Intégration dans les écosystèmes agricoles intelligents

Des projets futurs comme « Agri-PV 4.0 » associent des modules photovoltaïques à des capteurs IoT pour la surveillance du microclimat (humidité, durée d'humidité foliaire) et le contrôle automatisé de l'irrigation. Des installations pilotes en Rhénanie-Palatinat testent des modules organiques semi-transparents à transmission lumineuse adaptative, qui utilisent l'IA pour analyser les prévisions météorologiques et les données de croissance des plantes. Ces systèmes pourraient potentiellement intégrer la production d'hydrogène (électrolyseurs sous les modules) et l'agriphotocatalyse (purification de l'air grâce à des modules revêtus de TiO₂).

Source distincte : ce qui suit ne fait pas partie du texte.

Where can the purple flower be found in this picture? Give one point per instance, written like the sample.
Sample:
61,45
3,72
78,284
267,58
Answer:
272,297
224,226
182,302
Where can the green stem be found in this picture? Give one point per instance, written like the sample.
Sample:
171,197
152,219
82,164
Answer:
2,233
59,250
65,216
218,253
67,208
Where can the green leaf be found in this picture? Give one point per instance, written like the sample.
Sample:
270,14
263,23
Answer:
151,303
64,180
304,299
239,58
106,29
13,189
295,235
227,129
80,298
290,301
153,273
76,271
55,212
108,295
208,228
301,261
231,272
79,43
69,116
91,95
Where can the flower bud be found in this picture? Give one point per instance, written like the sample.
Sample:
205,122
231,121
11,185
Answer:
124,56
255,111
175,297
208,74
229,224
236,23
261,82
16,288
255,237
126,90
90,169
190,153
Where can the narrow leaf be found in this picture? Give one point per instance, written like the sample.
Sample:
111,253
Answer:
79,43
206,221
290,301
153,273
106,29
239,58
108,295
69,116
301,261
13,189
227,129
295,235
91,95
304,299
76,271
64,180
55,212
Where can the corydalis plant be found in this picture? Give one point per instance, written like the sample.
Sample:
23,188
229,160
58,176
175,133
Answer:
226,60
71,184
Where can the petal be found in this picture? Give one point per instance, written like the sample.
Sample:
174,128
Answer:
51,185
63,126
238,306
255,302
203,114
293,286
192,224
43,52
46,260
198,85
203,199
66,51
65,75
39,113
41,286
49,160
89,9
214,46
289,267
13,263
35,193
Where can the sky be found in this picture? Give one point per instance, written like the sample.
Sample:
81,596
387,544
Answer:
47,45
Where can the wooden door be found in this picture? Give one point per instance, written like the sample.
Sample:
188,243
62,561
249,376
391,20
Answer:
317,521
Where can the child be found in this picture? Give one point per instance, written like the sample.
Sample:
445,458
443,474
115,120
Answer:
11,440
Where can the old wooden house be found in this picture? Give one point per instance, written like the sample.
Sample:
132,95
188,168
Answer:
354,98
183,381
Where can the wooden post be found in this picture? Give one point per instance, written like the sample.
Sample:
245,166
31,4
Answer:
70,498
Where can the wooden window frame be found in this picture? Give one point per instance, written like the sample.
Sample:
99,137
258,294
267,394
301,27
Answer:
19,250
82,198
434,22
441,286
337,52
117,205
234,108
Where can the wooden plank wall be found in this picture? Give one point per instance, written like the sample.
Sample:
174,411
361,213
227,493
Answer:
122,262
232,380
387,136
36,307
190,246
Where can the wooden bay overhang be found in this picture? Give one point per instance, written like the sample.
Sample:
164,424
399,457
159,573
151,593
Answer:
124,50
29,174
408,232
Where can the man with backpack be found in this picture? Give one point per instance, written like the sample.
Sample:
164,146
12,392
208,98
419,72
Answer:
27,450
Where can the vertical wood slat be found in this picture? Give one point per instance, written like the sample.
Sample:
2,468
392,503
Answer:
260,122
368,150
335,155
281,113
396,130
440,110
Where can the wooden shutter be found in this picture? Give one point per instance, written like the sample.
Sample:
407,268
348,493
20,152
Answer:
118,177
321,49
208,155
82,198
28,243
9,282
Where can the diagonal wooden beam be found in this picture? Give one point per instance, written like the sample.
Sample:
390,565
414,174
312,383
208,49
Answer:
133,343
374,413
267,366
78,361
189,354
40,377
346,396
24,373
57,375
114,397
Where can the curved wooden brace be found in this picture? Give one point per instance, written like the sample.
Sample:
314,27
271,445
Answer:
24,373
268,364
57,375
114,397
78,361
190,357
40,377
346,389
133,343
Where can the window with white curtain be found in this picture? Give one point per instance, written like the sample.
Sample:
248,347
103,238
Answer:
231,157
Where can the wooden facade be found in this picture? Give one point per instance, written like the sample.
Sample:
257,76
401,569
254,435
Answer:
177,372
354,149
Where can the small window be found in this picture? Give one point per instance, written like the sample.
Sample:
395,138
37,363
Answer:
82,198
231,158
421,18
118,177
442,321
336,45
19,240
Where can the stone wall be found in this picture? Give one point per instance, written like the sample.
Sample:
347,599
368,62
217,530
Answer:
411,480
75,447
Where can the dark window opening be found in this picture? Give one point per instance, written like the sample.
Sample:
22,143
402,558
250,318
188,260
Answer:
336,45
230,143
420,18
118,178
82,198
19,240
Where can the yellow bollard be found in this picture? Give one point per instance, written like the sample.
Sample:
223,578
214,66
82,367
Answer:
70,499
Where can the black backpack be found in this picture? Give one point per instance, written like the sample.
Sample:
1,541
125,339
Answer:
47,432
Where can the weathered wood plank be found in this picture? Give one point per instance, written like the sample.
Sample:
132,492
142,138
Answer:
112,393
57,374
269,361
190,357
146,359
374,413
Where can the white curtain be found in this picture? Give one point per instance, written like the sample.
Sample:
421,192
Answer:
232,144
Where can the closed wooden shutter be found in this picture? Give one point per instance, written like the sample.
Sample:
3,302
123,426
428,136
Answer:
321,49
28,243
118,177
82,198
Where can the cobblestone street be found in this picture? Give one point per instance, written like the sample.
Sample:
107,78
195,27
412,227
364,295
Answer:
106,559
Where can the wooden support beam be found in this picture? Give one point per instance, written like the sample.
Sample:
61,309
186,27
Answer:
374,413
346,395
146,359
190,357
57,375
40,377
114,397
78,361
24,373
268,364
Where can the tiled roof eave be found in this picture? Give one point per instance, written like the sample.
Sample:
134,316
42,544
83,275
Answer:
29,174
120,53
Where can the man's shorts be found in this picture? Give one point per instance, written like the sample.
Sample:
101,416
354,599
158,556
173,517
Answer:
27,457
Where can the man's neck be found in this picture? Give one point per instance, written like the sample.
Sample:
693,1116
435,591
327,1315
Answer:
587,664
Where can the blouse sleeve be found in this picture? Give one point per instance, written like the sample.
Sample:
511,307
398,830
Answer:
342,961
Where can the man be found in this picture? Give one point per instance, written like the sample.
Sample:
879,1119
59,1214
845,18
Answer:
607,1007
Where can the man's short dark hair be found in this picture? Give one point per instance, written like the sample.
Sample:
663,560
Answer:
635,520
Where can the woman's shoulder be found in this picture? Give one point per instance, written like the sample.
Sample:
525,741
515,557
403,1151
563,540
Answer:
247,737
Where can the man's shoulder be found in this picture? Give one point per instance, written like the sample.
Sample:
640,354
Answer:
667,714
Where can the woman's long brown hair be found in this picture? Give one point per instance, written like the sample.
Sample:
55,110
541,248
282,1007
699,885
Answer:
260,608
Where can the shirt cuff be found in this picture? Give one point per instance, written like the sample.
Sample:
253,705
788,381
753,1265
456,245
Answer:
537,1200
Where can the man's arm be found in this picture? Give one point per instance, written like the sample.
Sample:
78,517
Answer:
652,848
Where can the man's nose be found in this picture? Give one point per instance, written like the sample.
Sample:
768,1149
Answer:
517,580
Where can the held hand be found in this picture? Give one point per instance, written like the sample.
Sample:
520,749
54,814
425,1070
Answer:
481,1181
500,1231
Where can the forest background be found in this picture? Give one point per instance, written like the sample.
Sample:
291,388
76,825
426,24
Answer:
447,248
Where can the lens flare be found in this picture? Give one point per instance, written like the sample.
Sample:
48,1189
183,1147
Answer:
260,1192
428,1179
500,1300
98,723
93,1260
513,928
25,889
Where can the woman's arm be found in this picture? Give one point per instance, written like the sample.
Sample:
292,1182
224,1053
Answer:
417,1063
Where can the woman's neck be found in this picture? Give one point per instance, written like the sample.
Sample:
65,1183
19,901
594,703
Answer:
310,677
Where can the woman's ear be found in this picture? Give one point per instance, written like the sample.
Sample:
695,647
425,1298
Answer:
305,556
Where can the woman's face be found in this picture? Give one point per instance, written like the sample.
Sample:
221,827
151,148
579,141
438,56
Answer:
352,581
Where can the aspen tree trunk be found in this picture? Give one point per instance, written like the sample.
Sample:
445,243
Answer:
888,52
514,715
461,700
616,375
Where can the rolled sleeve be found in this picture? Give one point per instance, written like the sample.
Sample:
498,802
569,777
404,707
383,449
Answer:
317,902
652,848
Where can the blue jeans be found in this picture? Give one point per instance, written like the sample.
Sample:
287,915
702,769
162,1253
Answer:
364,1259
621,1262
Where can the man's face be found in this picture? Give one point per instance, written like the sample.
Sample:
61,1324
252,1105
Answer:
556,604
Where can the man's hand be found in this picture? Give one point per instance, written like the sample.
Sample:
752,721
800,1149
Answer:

L'agri-PV comme catalyseur d'une transition intégrée de l'utilisation des terres

L'intégration de la technologie photovoltaïque dans les terres agricoles n'est pas un excès technocratique, mais une symbiose nécessaire pour faire face aux crises climatique et alimentaire. Comme le démontre le projet ReWA, le taux d'acceptation atteint 78 % lorsque les modèles régionaux d'électricité (25 % de consommation sur site) sont associés à la participation citoyenne (parts de 5 à 10 kWh à partir de 500 €). Un aménagement du territoire clair (zones prioritaires sur sols peu productifs) et des modalités de planification collaborative (tables rondes avec les agriculteurs, les écologistes et les municipalités) seront essentiels pour institutionnaliser la coexistence productive des cultures et de l'électricité. La réforme agricole européenne de 2027 offre l'opportunité d'utiliser spécifiquement des éco-régimes pour les systèmes agro-photovoltaïques favorisant la biodiversité, et ainsi récolter le double dividende de la protection du climat et de la biodiversité.